Date: Thu, 05 Jan 2023 00:05:00 -0300
On Monday, 2 January 2023 16:09:24 -03 Tom Honermann via SG16 wrote:
> Thank you for those links. Reading the documentation for them reinforced
> my belief that programmers have a need to access raw environment
> variable values (as in qgetenv()
> <https://doc.qt.io/qt-6/qtglobal.html#qgetenv>), but without requiring
> conversion to char or byte-based storage (e.g., raw wchar_t access on
> Windows) and to access values as text (as in qEnvironmentVariable()

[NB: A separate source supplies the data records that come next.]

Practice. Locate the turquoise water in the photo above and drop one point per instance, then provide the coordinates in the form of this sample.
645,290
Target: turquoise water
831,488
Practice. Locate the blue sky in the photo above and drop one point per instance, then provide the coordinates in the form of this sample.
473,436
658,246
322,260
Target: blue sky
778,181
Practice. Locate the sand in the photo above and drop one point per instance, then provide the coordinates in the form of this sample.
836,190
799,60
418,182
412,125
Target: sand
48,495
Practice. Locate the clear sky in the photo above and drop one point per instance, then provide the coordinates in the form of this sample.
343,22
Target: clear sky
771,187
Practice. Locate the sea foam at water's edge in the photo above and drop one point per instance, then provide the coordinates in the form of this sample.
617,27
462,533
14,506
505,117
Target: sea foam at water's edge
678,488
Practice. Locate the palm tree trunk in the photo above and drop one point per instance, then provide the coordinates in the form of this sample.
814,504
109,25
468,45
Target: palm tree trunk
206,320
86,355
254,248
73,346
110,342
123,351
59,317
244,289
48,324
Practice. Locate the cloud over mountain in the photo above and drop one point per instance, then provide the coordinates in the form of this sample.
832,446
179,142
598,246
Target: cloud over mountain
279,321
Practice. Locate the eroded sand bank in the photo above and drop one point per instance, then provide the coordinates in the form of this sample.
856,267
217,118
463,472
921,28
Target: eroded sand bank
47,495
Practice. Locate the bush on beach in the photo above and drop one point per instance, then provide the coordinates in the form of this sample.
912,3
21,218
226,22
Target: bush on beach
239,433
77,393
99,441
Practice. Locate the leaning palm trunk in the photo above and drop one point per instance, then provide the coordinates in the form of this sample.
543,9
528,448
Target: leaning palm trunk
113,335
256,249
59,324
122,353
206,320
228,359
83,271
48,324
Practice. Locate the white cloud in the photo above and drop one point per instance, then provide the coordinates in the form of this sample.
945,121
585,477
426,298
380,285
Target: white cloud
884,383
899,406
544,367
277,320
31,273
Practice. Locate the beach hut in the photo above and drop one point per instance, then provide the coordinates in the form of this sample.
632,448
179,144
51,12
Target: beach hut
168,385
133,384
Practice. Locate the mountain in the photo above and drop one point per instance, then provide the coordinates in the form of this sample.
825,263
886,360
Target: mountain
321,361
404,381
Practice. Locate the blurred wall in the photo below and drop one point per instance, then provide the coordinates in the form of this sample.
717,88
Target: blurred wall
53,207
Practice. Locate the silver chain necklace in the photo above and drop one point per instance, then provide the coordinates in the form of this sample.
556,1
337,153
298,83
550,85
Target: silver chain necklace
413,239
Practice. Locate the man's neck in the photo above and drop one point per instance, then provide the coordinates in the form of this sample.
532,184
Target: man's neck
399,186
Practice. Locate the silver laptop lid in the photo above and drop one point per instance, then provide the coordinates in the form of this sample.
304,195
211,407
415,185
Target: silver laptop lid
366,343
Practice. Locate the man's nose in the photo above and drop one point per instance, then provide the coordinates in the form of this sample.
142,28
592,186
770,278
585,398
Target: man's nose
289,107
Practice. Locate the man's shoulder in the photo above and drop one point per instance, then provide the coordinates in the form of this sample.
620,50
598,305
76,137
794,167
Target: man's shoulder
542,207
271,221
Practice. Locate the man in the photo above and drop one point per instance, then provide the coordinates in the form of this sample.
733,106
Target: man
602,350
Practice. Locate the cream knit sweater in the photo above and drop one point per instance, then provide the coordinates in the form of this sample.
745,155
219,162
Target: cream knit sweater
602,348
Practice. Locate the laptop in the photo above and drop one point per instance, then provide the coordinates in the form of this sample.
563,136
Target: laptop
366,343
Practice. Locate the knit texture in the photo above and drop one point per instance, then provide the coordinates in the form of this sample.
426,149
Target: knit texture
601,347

> <https://doc.qt.io/qt-6/qtglobal.html#qEnvironmentVariable> via
> conversion to the associated encodings of char, wchar_t, char8_t,
> char16_t, and char32_t with the understanding that such conversion will
> be lossy in some cases).
That's true, but extremely rare. The vast majority of environment variables
contain file names and other filesystem-adjacent names, which is why I added
qEnvironmentVariable in the first place: to prevent people from forgetting to
apply the proper conversion from 8-bit to file-name encoding. Yes, it's
possible to store random binary data in environment variables, but I don't
know anyone who does that any more than in file names.
The next category of uses for environment variables, at least inside Qt itself
and libraries, are simple counter/boolean values.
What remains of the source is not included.